Working Thesis Title: The Creation and Regulation of Gender in Early Modern Scotland
Research Interest: My research topic is the creation of gender in early modern Scottish criminal records through the study of women's crimes. I will examine how women's representation in criminal court records demonstrates the creation of gender and how it is understood in an early modern context. My research will expand the concept of gender as it is understood within the historical paradigm by deconstructing the conceptualization of how "woman" acquires meaning in relations to power, as seen through contextually relevant laws and the ciminalization of women. This study will focus on the early modern crimes of infanticide, witchcraft, and slander, which are perceived as dominantly women's crimes. I am attempting to challenge stable gender categories through the study of multiple processes of social organization such as legal reforms and religious beliefs. During my undergrad I conducted an Honour's Theis on gender construction in the Scottish witchcraft trials. This research revealed that the concept of woman acquires cultural meaning through interlinked processes and changing relationships of power dynamics. My goal with this research is to generate new knowledge into why these crimes are understood to be female, and how laws reinforced gender ideals of early modern women.

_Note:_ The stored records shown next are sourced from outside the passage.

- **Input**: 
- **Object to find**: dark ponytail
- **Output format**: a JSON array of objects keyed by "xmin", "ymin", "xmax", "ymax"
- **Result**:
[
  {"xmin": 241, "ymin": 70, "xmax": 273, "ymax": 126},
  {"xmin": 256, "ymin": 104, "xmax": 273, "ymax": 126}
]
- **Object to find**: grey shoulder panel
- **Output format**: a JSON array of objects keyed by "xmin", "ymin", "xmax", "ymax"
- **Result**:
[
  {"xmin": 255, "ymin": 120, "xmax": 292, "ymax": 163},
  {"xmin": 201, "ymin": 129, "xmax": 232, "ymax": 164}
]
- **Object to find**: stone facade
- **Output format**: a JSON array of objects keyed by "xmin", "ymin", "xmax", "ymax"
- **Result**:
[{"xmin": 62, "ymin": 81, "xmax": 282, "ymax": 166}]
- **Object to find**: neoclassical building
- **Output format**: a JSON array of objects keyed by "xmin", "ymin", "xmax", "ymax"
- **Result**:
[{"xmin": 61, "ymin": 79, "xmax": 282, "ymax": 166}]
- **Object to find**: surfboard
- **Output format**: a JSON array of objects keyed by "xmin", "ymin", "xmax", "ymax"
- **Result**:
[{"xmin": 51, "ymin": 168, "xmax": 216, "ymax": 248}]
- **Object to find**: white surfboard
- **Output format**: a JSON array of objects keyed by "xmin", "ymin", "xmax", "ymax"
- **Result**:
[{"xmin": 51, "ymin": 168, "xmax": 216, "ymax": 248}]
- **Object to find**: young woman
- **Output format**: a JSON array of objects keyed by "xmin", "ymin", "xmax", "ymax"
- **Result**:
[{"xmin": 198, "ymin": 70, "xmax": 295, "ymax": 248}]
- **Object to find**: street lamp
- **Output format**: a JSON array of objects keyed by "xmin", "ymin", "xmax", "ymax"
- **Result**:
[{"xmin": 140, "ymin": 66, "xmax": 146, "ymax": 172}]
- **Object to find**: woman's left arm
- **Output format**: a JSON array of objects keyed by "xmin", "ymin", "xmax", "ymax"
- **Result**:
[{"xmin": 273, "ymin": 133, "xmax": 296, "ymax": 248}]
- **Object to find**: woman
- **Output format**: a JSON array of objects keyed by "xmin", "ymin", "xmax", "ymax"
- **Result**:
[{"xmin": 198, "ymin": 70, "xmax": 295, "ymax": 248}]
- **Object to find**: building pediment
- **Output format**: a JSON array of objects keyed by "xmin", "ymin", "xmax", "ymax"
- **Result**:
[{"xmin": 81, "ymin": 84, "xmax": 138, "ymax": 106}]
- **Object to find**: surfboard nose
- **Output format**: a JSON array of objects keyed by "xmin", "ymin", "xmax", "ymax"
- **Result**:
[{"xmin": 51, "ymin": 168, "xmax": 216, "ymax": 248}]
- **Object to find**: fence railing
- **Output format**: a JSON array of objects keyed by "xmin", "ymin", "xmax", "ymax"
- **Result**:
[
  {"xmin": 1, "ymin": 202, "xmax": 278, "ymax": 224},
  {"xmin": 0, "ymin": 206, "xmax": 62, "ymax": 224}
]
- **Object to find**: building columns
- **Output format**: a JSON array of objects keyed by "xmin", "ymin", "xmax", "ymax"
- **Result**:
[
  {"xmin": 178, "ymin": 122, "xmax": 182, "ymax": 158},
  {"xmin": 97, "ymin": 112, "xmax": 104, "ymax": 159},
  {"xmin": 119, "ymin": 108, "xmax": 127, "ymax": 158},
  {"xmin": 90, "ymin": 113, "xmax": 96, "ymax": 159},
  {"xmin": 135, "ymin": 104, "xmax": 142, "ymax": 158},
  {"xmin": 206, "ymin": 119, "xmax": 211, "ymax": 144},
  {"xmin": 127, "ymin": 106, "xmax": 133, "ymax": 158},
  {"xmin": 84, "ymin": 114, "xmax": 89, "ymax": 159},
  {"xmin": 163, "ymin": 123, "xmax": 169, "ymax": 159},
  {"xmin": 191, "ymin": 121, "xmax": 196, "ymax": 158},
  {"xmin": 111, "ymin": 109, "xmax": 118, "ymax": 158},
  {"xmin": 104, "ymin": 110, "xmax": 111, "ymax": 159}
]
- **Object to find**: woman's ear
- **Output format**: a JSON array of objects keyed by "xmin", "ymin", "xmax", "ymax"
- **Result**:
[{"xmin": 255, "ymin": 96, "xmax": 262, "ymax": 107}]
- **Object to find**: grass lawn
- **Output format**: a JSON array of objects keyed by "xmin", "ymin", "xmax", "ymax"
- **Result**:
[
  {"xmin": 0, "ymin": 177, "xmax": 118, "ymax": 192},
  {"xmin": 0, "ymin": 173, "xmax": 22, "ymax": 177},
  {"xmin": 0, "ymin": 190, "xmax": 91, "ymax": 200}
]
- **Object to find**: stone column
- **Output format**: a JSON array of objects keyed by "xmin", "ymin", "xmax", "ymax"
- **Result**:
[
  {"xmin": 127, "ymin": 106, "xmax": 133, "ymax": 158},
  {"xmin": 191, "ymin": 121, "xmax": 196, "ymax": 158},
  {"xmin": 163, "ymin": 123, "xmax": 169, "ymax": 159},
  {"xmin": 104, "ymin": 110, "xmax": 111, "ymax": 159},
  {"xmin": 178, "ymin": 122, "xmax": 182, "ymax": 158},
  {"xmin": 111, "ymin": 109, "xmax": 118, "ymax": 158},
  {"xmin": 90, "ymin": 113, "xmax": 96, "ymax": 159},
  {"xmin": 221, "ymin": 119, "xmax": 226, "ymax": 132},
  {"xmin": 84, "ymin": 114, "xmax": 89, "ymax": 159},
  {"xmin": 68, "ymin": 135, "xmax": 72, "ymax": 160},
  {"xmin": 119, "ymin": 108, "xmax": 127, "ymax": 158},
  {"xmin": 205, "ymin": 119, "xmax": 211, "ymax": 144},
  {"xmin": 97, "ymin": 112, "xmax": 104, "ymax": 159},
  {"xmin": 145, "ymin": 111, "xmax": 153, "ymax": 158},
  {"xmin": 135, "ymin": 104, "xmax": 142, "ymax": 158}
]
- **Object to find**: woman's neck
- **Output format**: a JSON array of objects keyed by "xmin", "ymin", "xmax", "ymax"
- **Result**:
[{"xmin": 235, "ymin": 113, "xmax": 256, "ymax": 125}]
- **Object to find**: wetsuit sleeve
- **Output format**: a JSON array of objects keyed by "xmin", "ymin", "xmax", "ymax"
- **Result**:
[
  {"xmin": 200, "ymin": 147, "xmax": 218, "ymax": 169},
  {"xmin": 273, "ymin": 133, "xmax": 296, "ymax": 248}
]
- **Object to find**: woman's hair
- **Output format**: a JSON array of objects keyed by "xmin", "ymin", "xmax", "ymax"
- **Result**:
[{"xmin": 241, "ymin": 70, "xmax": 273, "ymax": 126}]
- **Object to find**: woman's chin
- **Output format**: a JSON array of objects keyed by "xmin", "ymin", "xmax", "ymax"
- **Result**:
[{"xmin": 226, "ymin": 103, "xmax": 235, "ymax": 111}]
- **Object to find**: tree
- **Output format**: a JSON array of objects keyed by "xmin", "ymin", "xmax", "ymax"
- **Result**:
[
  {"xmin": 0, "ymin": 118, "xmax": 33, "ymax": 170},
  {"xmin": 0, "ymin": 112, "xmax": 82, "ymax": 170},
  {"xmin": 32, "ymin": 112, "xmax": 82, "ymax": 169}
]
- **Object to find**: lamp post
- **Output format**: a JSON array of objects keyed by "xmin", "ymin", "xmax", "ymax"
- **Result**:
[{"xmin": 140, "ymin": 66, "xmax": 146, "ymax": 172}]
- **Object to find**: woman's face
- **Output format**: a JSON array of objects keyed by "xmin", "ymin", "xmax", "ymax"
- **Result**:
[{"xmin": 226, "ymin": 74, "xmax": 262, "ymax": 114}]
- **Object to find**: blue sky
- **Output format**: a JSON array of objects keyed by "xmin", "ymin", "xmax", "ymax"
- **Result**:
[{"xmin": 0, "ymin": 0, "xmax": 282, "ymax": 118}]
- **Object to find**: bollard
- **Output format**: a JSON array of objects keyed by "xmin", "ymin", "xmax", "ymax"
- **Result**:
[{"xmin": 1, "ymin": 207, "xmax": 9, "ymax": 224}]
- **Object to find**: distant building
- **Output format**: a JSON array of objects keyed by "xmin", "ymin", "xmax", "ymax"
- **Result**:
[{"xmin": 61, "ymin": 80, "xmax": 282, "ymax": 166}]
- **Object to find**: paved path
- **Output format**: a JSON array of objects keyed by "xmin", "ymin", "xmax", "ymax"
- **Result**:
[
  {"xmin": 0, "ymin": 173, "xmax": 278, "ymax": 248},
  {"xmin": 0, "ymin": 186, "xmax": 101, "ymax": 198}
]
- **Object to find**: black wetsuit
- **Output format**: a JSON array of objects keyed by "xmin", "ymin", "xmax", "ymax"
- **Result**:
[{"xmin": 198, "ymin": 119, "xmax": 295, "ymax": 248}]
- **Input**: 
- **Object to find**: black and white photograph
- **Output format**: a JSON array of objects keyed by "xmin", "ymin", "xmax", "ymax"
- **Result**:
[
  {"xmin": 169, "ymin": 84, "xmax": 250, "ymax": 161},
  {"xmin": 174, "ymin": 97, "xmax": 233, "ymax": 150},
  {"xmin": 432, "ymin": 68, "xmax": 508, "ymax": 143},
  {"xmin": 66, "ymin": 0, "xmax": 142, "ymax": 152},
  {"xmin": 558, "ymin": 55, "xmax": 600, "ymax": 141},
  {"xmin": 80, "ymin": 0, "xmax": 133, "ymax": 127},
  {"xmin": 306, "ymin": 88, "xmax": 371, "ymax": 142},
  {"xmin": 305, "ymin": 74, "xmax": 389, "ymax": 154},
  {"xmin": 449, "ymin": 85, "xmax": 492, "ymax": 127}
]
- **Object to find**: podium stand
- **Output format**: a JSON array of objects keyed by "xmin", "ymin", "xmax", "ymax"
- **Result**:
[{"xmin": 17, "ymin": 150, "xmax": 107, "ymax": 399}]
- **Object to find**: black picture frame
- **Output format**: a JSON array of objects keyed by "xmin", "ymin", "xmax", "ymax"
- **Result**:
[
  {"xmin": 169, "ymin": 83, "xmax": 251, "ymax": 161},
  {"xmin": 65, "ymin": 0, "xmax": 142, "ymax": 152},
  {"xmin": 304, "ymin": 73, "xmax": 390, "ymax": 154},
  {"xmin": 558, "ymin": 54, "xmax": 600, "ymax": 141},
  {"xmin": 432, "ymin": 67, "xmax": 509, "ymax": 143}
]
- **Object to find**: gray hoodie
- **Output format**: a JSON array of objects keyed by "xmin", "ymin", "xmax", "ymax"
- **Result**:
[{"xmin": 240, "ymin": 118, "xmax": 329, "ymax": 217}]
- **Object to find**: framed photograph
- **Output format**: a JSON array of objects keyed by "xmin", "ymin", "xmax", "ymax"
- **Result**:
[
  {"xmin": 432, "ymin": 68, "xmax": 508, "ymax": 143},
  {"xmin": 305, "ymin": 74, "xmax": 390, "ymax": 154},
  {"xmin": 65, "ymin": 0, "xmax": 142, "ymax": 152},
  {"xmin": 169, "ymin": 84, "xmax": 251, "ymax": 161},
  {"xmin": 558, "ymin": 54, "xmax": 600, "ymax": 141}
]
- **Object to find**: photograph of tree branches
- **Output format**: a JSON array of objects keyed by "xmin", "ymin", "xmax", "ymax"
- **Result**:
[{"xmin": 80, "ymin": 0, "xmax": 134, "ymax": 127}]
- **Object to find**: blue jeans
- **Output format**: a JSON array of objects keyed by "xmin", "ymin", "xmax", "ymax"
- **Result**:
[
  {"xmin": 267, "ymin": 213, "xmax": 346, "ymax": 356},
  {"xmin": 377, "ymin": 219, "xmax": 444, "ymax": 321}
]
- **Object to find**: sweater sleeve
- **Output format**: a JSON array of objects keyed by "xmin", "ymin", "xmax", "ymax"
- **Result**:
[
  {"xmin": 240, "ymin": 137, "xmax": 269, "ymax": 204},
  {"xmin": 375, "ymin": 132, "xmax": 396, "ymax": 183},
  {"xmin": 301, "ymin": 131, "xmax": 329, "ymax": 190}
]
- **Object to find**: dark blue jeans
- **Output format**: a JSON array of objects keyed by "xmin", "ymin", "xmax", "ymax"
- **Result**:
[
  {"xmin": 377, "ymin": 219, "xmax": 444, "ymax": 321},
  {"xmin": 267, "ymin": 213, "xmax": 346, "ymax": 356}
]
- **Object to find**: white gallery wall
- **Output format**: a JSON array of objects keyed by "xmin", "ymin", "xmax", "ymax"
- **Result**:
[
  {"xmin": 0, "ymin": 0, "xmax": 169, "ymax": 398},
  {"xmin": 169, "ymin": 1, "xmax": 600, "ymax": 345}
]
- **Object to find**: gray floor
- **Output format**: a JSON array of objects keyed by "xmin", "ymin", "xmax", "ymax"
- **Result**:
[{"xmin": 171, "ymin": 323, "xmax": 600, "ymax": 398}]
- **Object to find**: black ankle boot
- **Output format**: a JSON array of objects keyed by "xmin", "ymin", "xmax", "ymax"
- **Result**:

Working Thesis Title: A History of Rural Women and the Intergenerational Transfer of the Family Farm
Research Interest: My aim is to study the intergenerational transfer of gendered norms that impede women’s full participation in the intergenerational transfer of the family farm. This topic is interesting and important to me as a women. I consider what I am learning as foundational to the work I aspire to; helping farm families to understand and expose the gendered social constructs that decision making is often based on. My central research question is: How does the reproduction of current gender norms impede women’s participation in the intergenerational transfer of the family farm?
One assumption I hold is that gendered norms are in keeping with a patriarchal tradition. I see patriarchal traditions, as they apply to family farm business decision making, as points of resistance to women’s equality. My goal is to examine the strengths, weaknesses and legitimacy of these traditions. I believe by exposing the invisibilities and unquestioned traditions that support and maintain a patriarchal capitalist system can act as an impetus for change, change that will assist women in better understanding the system they sometimes support and where that support is found.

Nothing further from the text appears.